'The Power of the Dog': Benedict Cumberbatch Leads Magnificent, Tension-Filled Western (Review)

Filmmaker Jane Campion returns to the big screen for the first time in over a decade with The Power of the Dog, an astonishing Western challenging both the performers and the audience. The movie is a slow-burning, tension-filled masterpiece centered around Benedict Cumberbatch's best film performance yet. Campion reminds audiences what a Western is completely stripped of the basic white hat versus black hat plot.

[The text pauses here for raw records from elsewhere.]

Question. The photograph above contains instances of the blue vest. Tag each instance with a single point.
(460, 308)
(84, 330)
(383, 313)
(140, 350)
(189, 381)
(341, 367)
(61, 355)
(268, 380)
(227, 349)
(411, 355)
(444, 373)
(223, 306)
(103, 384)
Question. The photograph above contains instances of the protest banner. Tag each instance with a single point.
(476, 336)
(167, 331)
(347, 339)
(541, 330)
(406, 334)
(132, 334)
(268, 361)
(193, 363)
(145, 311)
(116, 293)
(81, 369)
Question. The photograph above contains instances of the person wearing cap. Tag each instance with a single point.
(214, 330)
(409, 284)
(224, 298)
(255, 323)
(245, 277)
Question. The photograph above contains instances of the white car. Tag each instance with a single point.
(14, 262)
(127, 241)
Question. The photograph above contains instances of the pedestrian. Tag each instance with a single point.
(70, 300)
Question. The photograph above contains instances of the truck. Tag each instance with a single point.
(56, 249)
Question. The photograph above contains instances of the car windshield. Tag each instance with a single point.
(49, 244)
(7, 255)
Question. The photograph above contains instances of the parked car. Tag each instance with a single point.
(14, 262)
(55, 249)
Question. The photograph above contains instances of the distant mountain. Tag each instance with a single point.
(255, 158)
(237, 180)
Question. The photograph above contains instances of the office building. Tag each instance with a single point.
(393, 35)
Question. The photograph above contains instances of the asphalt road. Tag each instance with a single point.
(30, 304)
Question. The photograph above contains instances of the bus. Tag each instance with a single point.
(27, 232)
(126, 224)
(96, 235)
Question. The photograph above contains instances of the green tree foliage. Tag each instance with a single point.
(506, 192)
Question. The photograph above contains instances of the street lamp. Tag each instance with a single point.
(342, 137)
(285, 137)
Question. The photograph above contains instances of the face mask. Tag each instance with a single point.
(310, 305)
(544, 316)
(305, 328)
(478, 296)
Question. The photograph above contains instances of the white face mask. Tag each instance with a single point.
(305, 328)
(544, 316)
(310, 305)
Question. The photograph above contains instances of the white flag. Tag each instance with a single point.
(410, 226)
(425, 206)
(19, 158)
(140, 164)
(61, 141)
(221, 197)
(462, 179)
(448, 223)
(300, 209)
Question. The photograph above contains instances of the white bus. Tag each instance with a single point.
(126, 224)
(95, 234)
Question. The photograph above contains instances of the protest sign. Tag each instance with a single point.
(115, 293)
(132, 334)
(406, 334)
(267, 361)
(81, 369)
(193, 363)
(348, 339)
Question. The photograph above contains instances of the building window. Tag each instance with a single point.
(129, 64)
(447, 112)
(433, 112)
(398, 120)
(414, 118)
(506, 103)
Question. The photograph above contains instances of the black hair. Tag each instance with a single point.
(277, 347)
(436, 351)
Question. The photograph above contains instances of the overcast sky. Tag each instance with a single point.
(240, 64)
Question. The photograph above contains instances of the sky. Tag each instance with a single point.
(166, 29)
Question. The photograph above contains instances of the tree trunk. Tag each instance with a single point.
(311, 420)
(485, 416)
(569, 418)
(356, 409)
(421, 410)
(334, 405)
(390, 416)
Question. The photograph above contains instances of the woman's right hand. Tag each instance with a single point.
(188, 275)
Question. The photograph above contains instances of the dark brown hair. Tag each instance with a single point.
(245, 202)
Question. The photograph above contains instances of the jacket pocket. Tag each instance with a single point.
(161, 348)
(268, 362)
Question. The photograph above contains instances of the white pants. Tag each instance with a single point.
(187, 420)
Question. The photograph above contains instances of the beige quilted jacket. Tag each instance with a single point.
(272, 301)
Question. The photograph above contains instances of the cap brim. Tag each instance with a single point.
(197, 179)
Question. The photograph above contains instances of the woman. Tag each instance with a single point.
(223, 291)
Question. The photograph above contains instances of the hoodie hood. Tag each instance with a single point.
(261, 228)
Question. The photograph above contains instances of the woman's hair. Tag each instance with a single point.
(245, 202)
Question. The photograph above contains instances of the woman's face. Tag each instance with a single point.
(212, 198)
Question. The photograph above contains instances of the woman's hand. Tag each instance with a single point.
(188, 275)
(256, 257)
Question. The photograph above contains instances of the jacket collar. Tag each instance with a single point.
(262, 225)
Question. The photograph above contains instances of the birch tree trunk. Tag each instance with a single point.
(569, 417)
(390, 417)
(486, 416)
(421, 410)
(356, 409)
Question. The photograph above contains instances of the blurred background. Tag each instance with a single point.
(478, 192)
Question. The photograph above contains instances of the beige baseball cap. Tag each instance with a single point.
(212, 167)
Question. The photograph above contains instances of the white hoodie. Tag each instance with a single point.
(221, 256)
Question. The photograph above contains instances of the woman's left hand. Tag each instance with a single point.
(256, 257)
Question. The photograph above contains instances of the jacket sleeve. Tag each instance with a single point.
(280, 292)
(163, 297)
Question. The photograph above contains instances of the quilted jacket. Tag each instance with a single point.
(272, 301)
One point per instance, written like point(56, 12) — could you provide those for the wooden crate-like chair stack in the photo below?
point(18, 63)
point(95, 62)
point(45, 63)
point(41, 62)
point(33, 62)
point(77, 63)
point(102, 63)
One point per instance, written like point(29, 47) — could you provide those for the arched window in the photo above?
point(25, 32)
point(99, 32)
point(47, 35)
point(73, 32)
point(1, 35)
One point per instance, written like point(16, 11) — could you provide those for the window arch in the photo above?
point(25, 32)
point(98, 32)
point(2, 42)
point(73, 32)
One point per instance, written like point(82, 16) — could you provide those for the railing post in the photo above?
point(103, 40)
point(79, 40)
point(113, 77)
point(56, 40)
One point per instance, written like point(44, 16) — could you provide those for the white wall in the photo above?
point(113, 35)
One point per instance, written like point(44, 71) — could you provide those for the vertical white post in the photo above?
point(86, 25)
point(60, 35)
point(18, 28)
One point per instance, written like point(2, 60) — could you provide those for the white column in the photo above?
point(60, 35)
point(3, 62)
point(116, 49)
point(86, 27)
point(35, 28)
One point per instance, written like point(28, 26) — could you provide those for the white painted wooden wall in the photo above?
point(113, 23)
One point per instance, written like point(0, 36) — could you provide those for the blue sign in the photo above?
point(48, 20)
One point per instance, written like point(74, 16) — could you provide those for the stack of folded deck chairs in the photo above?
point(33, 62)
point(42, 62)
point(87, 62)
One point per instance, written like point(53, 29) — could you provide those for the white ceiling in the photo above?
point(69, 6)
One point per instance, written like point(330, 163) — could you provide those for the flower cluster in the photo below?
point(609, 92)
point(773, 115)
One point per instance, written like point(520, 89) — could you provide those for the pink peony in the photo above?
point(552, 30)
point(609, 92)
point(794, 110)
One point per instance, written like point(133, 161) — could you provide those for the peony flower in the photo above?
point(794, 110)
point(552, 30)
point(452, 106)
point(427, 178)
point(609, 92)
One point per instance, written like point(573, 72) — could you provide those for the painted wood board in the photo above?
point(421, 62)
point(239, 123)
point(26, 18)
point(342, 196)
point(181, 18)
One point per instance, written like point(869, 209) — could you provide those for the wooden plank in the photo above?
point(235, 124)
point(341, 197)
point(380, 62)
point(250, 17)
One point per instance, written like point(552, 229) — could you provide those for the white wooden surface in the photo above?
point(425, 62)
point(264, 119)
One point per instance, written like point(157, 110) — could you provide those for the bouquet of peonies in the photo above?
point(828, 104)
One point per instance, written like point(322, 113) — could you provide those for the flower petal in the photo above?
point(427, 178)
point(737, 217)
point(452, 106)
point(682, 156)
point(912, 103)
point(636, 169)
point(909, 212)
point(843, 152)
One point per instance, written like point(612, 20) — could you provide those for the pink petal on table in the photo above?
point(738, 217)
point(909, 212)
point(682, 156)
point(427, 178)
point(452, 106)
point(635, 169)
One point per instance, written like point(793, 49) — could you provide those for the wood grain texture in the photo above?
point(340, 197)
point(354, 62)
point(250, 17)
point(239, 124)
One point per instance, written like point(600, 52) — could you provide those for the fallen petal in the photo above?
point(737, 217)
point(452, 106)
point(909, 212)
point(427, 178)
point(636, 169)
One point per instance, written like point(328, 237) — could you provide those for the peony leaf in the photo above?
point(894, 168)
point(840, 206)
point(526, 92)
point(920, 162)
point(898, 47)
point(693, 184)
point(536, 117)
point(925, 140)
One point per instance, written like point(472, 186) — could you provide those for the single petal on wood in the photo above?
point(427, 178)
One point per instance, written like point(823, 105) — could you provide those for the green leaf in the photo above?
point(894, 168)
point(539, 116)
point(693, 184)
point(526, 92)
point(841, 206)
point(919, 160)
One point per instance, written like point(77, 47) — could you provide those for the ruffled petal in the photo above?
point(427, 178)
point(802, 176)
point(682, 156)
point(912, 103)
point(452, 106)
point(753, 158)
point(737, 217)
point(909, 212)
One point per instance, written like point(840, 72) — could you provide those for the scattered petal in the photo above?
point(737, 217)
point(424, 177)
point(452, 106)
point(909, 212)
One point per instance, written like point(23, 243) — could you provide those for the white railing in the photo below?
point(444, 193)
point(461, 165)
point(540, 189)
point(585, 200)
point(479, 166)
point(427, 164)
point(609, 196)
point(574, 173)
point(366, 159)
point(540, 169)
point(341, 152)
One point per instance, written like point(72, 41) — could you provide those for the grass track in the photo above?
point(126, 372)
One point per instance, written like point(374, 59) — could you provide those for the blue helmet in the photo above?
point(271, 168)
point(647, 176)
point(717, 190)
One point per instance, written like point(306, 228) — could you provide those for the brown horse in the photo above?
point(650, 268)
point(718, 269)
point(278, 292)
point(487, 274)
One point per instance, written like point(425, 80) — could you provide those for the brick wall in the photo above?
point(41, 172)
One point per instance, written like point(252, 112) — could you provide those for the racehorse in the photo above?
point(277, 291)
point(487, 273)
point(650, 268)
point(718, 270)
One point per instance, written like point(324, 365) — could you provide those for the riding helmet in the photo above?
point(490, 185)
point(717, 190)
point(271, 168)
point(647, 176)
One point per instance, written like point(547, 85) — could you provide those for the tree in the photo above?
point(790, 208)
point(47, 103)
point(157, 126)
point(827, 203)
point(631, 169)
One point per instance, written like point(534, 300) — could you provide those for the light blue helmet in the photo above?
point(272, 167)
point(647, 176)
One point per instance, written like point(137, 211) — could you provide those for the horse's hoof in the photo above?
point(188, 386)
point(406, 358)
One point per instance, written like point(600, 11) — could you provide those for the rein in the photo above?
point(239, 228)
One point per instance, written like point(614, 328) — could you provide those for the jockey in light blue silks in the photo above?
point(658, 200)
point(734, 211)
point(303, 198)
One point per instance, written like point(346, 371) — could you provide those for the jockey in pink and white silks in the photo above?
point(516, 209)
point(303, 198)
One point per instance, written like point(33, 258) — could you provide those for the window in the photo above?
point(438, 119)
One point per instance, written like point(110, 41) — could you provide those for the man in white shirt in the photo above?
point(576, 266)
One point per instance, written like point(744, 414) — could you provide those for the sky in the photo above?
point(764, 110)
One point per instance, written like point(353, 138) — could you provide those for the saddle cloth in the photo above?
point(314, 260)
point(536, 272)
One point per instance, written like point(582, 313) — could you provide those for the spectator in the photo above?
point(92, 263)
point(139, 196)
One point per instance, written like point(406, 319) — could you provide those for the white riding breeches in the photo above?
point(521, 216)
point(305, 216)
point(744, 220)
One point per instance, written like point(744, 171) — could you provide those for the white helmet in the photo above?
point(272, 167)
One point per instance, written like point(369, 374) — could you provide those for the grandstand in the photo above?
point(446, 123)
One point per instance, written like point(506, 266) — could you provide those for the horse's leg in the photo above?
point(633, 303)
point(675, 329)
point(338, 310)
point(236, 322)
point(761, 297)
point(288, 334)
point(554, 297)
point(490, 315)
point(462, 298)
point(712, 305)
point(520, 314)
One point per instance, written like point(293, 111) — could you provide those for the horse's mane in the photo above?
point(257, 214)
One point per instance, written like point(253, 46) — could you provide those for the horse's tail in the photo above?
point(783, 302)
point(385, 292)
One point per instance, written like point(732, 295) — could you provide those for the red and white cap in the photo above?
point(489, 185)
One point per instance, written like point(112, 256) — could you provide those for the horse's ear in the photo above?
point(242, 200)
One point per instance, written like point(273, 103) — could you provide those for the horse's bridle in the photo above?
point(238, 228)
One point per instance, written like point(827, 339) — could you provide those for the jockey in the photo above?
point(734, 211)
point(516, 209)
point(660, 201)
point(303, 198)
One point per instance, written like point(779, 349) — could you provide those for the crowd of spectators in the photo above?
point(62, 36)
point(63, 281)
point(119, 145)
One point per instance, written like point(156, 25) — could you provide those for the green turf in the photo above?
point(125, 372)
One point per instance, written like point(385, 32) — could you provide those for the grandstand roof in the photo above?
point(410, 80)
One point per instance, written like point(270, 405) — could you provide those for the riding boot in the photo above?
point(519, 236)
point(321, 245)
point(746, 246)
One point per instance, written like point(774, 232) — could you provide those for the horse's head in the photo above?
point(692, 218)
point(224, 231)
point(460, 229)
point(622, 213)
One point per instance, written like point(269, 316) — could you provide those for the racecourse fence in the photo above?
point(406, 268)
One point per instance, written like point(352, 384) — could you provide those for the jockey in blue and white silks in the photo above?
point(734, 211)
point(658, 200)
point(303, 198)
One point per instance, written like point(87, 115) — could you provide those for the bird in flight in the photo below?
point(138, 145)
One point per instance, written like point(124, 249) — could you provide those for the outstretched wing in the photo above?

Based on the 1967 novel by Thomas Savage, The Power of the Dog is set in 1925 Montana, where brothers Phil (Cumberbatch) and George Burbank (Jesse Plemons) own a ranch. The lives of these two men – who are only connected because they share the same parents – are changed forever when they stop at Rose Gordon's (Kirsten Dunst) inn and restaurant during a cattle drive. George soon falls in love and marries Rose, whose shy son Peter (Kodi Smit-McPhee) spends the first months of George and Rose's marriage at school. During a school break, Peter returns to the Burbank ranch and Phil turns his attention from making Rose's life hell to taunting Peter. But Phil begins thinking Peter could be a blank slate, shaped in the way Bronco Henry once did. Peter is far from that, though, and Phil's underestimation of him helps build the tension.

Bronco Henry is the film's Rebecca, a character whose presence hangs over everything but is never seen. Phil loved Bronco Henry and revered him, to the point where Phil built a shrine to him in the barn. While George barely remembers Henry's existence, Phil sees the most important person to ever live. It's just one of the many ways the two brothers diverge. George seeks love and an escape from strangling loneliness. When Plemons tells Dunst he was crying because he thought about how nice it was to no longer be alone, it feels like an overwhelming release thanks to his performance. It's the scene that earned Plemons his surprising Oscar nomination.

Phil is looking for something different in life. He doesn't seem lonely on the surface because he has men around him at all times. Instead, he's looking for someone to impress him or someone who has the traits Bronco Henry saw in him long ago. The inner thoughts running through Phil's mind are on full display thanks to Cumberbatch's performance. A voiceover would be extraneous. Campion pulls out an incredibly nimble performance that can change on a dime from scene to scene. Smit-McPhee is up to the challenge though, bringing out the seething frustration bubbling under Peter's surface. The performance from Smit-McPhee makes it easy to feel the sense of dread building up. Something is bound to happen, and even though the tension doesn't build to a gunfight, there is still a kind of violence on its way.

Campion's script is a tense tribute to the source material, even splitting into five chapters. She finds solutions to all issues that arise when translating text to screen. Ari Wegner's cinematography and Johnny Greenwood's score bring to life descriptions of beautiful vistas and feelings that might seem only possible in text. Wegner's work isn't showy in as much as a straightforward tribute to the beauty of the New Zealand scenery that plays Montana perfectly.

The Power of the Dog is both a tribute to the great psychological Westerns of the past and proof that the genre can survive into the 21st Century as a vehicle to continue telling more stories that examine the inner workings of the human mind. Campion took the structure of Western classics to tell a surprisingly exciting story that has to be seen multiple times. There are many threads playing out in this movie that come together as perfectly as the rope Phil is obsessed with making. The Power of the Dog is now streaming on Netflix.